11 September 2024

Biography: Professor Lim Chwee Teck is a Principal Investigator in the Translation Cluster at IDMxS. He is the inaugural NUSS chair Professor at the NUS Department of Biomedical Engineering. He is also the Director of the Institute for Health Innovation and Technology (iHealthtech) and the Founding Director of the Singapore Health Technologies Consortium.

Prof Lim’s interdisciplinary research interests include human disease mechanobiology and microfluidic and wearable sensing technologies for healthcare applications.

Prof Lim completed his PhD at Cambridge University after graduating with a BEng in Mechanical Engineering from the National University of Singapore. Among his many prestigious accolades, he was recently elected as a Fellow of the Royal Society.

What initially sparked your interest in biomedical applications and molecular analytics?

Prof Lim: I am a mechanical engineer by training and completed my PhD in mechanics at Cambridge, and not in molecular analytics. However, upon returning to Singapore right after my PhD, I was appointed as an Assistant Dean at the National University of Singapore (NUS). One of my initial tasks was to assist in establishing the NUS Bioengineering Programme.

This role really threw me into the deep end of biology and medicine—areas I had limited knowledge in at the time. But it turned out to be a fascinating experience. I became genuinely intrigued by the idea of applying my mechanical engineering skills to these new fields. It was exciting to think about how my expertise could help address some of the challenges in medicine.

While I knew that biomechanics was an existing field, I wanted to take a fresh approach, using mechanics to uncover the underlying causes of certain diseases such as malaria and cancer. So, I started leveraging my engineering background not only in studying diseases, but also leverage on new knowledge gained to develop novel devices for better disease diagnosis and therapy. It’s been a rewarding journey so far to see how my skills can make a difference in these critical areas.

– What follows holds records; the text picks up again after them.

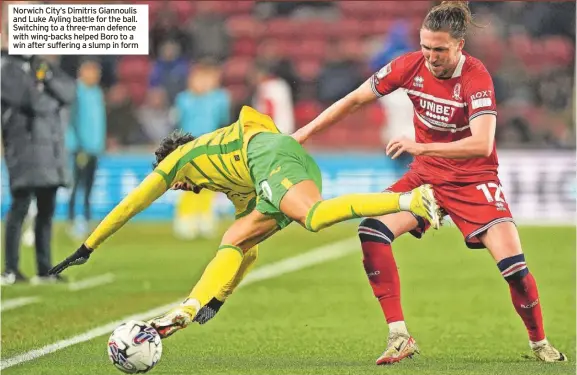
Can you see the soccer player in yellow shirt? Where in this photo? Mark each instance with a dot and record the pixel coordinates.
(270, 179)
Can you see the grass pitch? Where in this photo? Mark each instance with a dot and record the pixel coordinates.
(317, 320)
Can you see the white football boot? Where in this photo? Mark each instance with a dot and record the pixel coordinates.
(547, 353)
(399, 347)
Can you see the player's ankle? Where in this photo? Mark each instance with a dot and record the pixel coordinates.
(398, 327)
(190, 306)
(535, 344)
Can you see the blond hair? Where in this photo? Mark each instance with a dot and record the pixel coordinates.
(453, 17)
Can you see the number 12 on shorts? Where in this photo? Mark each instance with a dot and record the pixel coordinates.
(496, 197)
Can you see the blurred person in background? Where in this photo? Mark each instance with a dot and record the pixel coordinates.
(273, 97)
(340, 74)
(208, 33)
(282, 67)
(86, 140)
(34, 91)
(203, 108)
(123, 127)
(397, 105)
(155, 116)
(170, 69)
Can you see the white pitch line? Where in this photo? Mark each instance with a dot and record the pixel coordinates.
(10, 304)
(316, 256)
(91, 282)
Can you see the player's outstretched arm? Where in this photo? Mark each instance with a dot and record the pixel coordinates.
(140, 198)
(209, 310)
(336, 112)
(479, 144)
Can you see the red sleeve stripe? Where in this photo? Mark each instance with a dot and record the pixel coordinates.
(374, 88)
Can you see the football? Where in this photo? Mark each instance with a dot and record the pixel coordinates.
(134, 347)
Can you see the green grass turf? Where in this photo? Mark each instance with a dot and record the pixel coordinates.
(319, 320)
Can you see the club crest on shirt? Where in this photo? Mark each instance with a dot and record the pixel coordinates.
(384, 71)
(418, 81)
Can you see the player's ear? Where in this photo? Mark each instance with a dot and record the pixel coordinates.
(461, 45)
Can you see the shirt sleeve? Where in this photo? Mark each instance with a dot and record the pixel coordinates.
(389, 78)
(480, 95)
(153, 186)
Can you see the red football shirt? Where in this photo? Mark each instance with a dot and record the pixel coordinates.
(443, 109)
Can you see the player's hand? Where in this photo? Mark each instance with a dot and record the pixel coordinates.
(80, 256)
(208, 311)
(397, 146)
(299, 136)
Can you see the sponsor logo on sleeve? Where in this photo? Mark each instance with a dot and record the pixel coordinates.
(385, 70)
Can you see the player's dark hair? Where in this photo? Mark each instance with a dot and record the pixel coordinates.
(174, 140)
(453, 17)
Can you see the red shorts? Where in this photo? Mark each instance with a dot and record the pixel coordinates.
(473, 207)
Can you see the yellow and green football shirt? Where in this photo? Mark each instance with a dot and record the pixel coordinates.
(216, 161)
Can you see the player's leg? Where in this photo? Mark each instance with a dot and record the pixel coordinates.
(244, 234)
(502, 241)
(377, 236)
(303, 204)
(482, 214)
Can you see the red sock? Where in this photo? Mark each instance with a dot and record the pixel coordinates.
(526, 301)
(524, 294)
(381, 267)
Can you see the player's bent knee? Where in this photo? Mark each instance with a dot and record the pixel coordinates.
(309, 221)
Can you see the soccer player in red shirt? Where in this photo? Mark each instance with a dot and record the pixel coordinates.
(455, 119)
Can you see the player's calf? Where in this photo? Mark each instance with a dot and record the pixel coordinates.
(176, 319)
(399, 347)
(525, 299)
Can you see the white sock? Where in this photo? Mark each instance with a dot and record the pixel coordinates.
(405, 201)
(534, 344)
(398, 327)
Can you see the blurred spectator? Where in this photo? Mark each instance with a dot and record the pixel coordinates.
(339, 76)
(34, 90)
(273, 97)
(202, 108)
(396, 43)
(170, 69)
(155, 115)
(397, 105)
(165, 28)
(86, 139)
(208, 32)
(281, 67)
(123, 128)
(297, 9)
(71, 63)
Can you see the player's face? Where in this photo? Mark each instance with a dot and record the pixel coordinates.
(441, 51)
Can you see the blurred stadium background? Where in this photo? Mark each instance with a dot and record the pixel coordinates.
(323, 49)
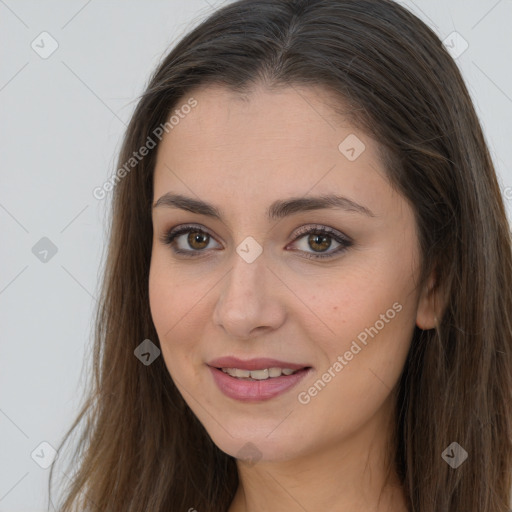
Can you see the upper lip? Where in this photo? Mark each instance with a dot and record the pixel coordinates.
(258, 363)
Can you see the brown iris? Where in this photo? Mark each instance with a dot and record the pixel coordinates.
(197, 237)
(324, 244)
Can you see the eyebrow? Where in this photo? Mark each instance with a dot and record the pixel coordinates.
(277, 210)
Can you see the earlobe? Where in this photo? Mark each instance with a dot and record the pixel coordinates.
(429, 304)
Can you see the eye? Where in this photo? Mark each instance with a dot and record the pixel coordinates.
(197, 239)
(319, 238)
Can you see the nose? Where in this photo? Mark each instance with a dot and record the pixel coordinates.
(250, 299)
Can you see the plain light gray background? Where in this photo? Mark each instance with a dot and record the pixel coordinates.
(62, 118)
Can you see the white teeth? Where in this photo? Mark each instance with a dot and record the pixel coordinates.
(266, 373)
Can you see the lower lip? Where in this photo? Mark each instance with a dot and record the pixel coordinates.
(256, 390)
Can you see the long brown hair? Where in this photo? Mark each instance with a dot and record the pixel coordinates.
(141, 448)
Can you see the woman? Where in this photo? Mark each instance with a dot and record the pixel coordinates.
(308, 292)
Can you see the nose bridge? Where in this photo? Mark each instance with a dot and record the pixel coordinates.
(245, 302)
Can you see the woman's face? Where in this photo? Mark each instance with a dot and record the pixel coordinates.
(247, 284)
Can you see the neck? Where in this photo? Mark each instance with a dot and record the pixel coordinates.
(355, 474)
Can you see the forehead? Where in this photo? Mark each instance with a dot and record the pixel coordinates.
(265, 145)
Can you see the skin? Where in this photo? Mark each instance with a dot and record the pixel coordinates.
(241, 153)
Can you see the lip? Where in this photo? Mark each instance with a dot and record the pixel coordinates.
(254, 364)
(256, 390)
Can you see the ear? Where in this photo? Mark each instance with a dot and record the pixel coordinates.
(430, 305)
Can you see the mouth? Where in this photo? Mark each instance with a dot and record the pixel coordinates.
(263, 374)
(256, 379)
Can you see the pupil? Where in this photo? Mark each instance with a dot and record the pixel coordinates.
(321, 238)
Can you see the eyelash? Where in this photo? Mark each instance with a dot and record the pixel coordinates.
(169, 237)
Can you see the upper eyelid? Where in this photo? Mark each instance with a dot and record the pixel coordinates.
(305, 229)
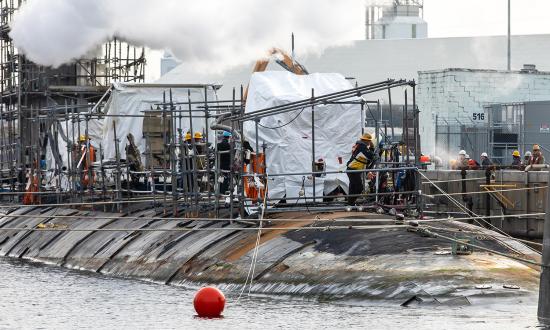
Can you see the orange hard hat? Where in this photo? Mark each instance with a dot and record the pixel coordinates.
(366, 137)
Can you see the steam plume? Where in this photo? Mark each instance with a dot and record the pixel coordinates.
(210, 34)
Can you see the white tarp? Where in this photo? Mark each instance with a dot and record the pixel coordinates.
(288, 139)
(135, 99)
(70, 131)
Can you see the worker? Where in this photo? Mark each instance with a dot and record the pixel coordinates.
(485, 161)
(438, 162)
(133, 158)
(516, 160)
(224, 152)
(187, 138)
(362, 156)
(461, 161)
(199, 143)
(453, 164)
(537, 157)
(472, 163)
(424, 161)
(527, 158)
(85, 157)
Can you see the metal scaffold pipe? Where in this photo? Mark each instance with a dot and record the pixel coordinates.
(544, 288)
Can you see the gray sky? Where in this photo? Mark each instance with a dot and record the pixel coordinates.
(457, 18)
(452, 18)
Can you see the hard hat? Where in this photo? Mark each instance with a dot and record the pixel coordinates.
(366, 137)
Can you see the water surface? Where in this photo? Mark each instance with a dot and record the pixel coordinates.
(43, 297)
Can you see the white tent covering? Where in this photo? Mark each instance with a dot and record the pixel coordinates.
(70, 131)
(134, 99)
(288, 139)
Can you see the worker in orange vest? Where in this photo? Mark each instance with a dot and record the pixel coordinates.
(87, 157)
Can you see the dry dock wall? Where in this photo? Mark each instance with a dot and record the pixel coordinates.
(517, 192)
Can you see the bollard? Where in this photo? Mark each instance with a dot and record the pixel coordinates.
(544, 288)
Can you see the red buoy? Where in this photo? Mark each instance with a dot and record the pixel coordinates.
(209, 302)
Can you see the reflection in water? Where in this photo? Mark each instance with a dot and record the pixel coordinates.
(37, 296)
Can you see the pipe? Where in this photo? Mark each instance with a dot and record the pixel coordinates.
(543, 312)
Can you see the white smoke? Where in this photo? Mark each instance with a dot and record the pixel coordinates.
(210, 34)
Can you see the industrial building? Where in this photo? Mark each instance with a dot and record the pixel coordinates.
(483, 111)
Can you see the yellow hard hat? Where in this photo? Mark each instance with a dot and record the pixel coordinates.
(366, 137)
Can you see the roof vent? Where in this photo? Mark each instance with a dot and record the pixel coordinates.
(529, 68)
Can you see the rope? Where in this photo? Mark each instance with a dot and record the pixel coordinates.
(463, 208)
(486, 192)
(455, 180)
(323, 228)
(482, 234)
(252, 267)
(486, 249)
(361, 220)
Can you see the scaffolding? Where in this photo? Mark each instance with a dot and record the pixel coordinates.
(26, 89)
(183, 176)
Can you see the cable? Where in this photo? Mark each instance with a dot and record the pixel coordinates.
(454, 201)
(486, 249)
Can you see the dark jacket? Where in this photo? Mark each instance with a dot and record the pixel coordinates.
(362, 156)
(486, 162)
(516, 163)
(225, 158)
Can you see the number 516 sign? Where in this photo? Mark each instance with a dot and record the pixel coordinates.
(478, 116)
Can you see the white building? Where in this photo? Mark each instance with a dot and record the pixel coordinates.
(460, 97)
(371, 61)
(402, 20)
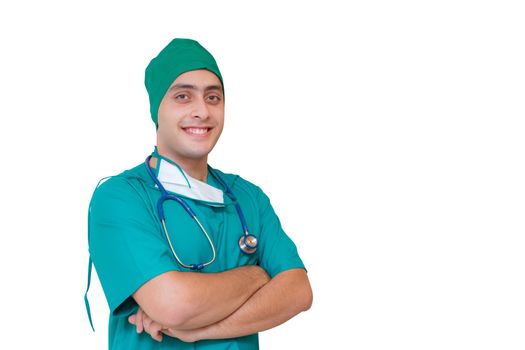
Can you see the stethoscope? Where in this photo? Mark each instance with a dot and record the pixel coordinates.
(247, 242)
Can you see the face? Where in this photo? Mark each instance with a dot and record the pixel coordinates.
(191, 117)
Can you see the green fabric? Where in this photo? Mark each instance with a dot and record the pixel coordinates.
(128, 247)
(180, 56)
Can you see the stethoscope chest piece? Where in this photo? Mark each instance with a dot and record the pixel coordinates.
(248, 243)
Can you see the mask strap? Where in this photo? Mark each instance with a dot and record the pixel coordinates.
(88, 309)
(90, 264)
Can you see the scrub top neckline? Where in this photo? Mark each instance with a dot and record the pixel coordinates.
(176, 181)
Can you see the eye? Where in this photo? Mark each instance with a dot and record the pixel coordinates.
(182, 97)
(214, 99)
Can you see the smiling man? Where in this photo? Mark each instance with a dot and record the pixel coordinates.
(190, 257)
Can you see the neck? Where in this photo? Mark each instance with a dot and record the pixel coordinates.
(196, 168)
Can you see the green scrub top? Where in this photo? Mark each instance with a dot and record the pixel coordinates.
(128, 247)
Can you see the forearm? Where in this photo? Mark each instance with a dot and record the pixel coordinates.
(216, 296)
(193, 300)
(286, 295)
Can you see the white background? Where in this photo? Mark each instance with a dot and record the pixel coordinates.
(388, 134)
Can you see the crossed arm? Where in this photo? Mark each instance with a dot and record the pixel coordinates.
(194, 306)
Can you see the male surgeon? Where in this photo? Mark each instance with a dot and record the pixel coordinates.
(193, 280)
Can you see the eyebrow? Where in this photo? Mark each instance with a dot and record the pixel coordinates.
(193, 87)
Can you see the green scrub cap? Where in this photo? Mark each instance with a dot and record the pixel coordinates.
(180, 56)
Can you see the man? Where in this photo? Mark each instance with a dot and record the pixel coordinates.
(189, 281)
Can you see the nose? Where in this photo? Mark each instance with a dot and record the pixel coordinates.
(200, 109)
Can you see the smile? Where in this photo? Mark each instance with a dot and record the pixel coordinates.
(196, 131)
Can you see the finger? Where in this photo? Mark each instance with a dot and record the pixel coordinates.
(139, 321)
(132, 319)
(152, 328)
(157, 336)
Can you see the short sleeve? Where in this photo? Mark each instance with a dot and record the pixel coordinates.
(125, 241)
(277, 251)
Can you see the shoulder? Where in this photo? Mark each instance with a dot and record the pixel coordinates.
(242, 187)
(126, 186)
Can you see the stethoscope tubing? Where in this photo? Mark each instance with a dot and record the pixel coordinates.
(244, 241)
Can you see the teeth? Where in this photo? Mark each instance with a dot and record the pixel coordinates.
(198, 131)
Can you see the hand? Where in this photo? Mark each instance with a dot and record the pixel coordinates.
(144, 323)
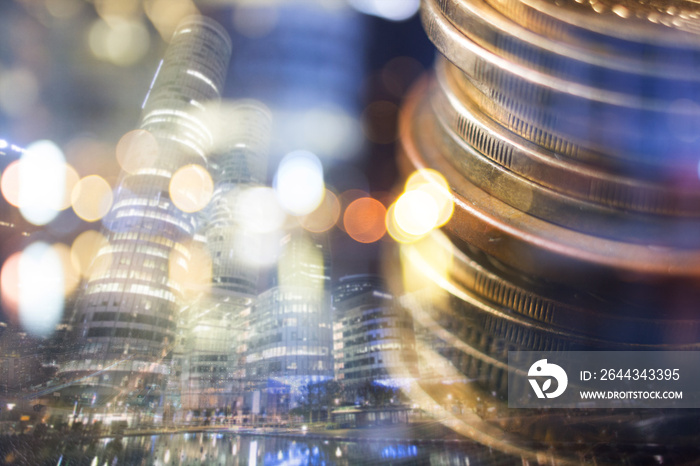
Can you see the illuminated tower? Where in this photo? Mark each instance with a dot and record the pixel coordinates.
(217, 320)
(373, 338)
(289, 343)
(125, 317)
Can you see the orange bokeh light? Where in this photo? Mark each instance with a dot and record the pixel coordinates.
(364, 220)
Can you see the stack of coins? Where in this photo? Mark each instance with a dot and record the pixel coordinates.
(569, 134)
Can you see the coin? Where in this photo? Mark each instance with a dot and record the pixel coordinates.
(525, 242)
(548, 168)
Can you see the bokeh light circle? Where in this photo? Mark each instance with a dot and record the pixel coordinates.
(191, 188)
(364, 220)
(92, 198)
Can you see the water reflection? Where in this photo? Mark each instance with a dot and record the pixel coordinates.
(229, 449)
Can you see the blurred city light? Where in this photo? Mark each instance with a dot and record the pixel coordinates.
(41, 182)
(71, 276)
(191, 188)
(299, 182)
(260, 210)
(394, 10)
(325, 216)
(84, 253)
(395, 231)
(9, 184)
(119, 41)
(40, 289)
(416, 212)
(92, 198)
(136, 150)
(364, 220)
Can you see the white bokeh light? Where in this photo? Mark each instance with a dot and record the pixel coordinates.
(299, 182)
(259, 211)
(41, 182)
(41, 288)
(394, 10)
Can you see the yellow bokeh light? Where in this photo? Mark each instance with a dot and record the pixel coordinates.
(136, 150)
(191, 188)
(364, 220)
(324, 217)
(434, 184)
(85, 254)
(92, 198)
(72, 178)
(416, 212)
(9, 184)
(395, 230)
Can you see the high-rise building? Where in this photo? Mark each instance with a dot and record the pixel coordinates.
(125, 317)
(373, 338)
(214, 324)
(288, 344)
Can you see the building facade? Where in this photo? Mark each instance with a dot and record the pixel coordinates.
(213, 325)
(288, 344)
(373, 340)
(126, 314)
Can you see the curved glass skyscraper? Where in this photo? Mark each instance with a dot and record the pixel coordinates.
(125, 317)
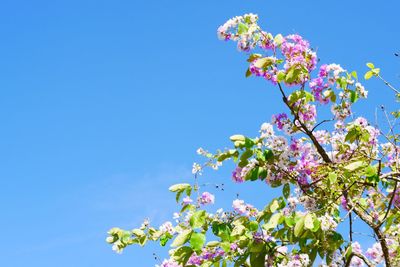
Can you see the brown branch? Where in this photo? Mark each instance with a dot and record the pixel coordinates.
(358, 255)
(317, 145)
(389, 205)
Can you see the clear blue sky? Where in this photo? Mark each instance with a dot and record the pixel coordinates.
(104, 103)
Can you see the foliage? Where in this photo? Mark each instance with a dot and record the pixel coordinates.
(327, 177)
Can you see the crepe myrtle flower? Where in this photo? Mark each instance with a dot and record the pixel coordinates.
(169, 263)
(207, 198)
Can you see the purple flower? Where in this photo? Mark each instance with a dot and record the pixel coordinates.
(237, 175)
(207, 198)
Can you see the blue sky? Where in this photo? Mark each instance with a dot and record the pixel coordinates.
(104, 103)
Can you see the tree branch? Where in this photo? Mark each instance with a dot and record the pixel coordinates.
(309, 133)
(358, 255)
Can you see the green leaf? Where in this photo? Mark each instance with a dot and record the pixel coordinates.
(238, 230)
(253, 226)
(292, 75)
(286, 190)
(298, 228)
(257, 259)
(368, 75)
(290, 221)
(182, 238)
(274, 206)
(248, 73)
(182, 255)
(198, 219)
(376, 71)
(197, 241)
(281, 76)
(353, 96)
(332, 177)
(278, 40)
(309, 221)
(370, 65)
(273, 221)
(242, 28)
(354, 165)
(213, 244)
(179, 187)
(264, 62)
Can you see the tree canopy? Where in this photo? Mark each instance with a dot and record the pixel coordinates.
(331, 171)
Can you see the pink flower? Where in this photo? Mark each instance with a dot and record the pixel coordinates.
(207, 198)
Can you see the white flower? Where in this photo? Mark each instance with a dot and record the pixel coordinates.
(196, 169)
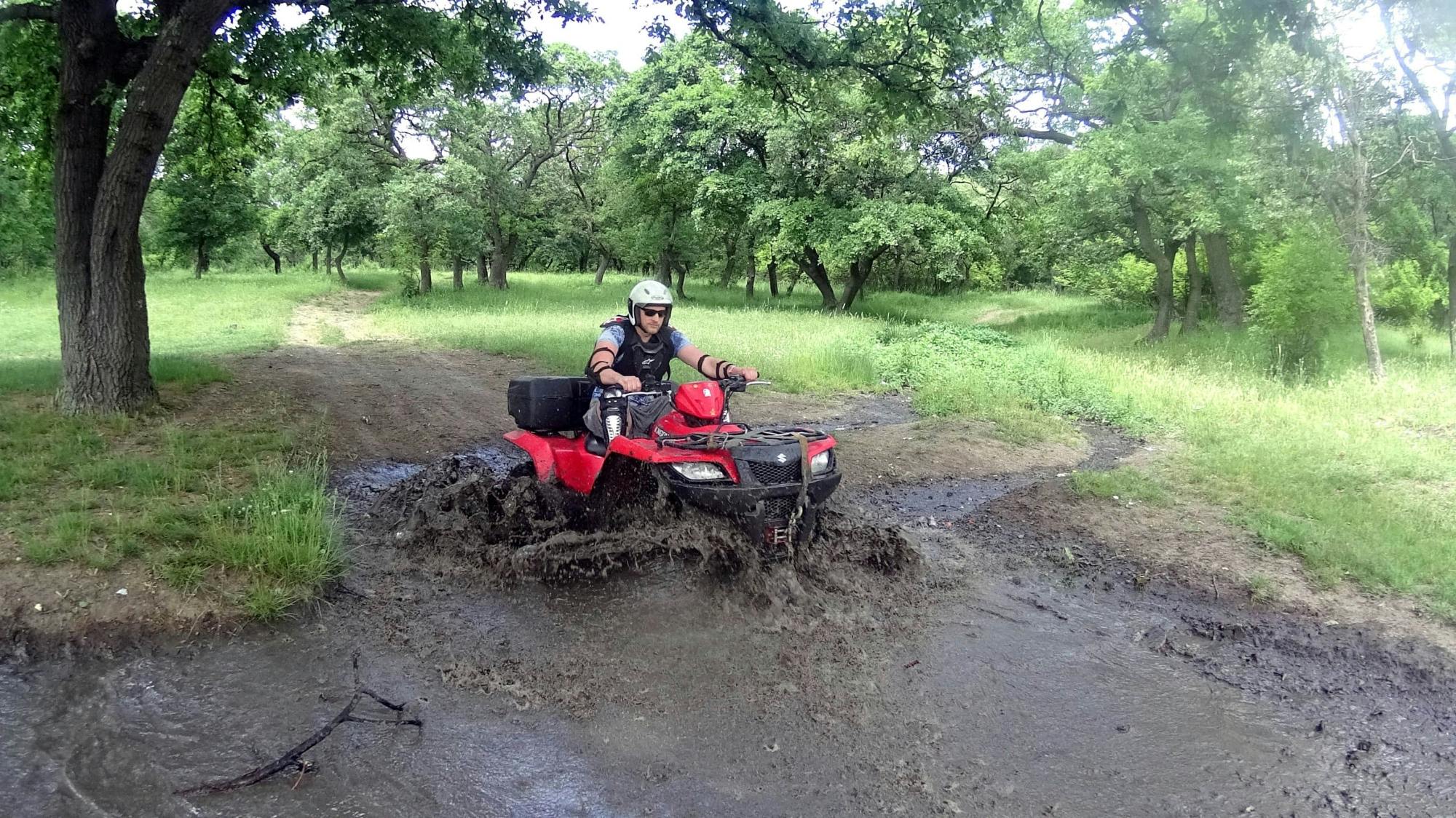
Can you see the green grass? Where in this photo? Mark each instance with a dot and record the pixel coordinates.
(1122, 484)
(223, 504)
(1358, 480)
(191, 321)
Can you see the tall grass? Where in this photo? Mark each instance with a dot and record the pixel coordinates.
(190, 319)
(234, 504)
(1358, 480)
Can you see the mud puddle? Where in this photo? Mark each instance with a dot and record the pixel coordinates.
(985, 679)
(937, 503)
(659, 695)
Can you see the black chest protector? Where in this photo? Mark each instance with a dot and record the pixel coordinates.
(652, 359)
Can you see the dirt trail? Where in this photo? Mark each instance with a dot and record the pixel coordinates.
(382, 400)
(1034, 662)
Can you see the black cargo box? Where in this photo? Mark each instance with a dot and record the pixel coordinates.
(548, 404)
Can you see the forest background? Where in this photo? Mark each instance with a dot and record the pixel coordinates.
(1231, 222)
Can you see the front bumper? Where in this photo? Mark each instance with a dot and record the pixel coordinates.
(736, 500)
(764, 512)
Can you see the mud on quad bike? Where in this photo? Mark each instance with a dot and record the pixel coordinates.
(771, 481)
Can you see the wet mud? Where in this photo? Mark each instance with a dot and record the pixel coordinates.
(940, 650)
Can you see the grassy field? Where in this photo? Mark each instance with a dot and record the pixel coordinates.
(1359, 481)
(229, 504)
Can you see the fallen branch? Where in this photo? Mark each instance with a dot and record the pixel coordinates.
(293, 759)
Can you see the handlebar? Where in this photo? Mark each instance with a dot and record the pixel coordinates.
(666, 386)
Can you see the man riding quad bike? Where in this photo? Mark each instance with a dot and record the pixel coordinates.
(771, 481)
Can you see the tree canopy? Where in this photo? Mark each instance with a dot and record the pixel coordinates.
(1167, 152)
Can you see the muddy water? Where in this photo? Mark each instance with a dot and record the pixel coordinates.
(966, 686)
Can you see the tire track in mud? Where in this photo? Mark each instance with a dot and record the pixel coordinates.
(831, 669)
(1021, 667)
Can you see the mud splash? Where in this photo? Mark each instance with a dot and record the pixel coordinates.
(470, 509)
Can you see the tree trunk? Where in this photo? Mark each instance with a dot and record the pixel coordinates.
(730, 253)
(274, 257)
(1361, 263)
(815, 270)
(1228, 296)
(858, 274)
(1195, 286)
(1451, 293)
(1166, 270)
(100, 277)
(502, 255)
(665, 267)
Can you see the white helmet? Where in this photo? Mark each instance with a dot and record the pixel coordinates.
(649, 293)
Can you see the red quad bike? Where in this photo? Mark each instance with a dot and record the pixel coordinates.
(771, 481)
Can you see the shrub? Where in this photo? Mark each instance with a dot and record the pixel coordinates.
(408, 286)
(1401, 293)
(1304, 295)
(1128, 282)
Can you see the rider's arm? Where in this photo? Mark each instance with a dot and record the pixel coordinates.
(711, 368)
(601, 365)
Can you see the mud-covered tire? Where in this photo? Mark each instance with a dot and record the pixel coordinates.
(507, 462)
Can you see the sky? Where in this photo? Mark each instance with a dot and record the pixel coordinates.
(621, 30)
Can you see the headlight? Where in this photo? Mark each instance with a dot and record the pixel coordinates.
(701, 471)
(822, 464)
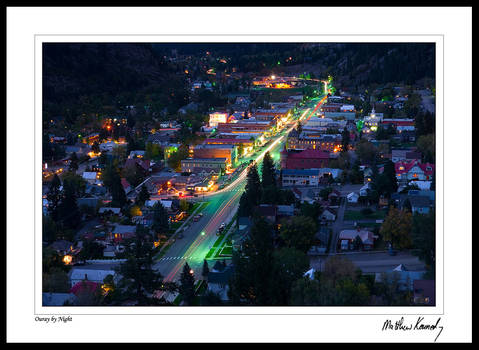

Recently, I have moved into exploring the use of aptamers as a form of molecular analytics in disease detection and diagnosis.

What areas of research are you exploring at IDMxS?

Prof Lim: At IDMxS, we’re exploring how electrochemical methods can be used to diagnose diseases. We’re specifically focusing on developing sensors that combine aptamers with electrodes. Aptamers are single-stranded RNA or DNA sequences designed to bind to specific targets. When an aptamer binds to its target, it undergoes a conformational change that alters the current, potential, or impedance of the sensor, allowing us to detect the presence of the target.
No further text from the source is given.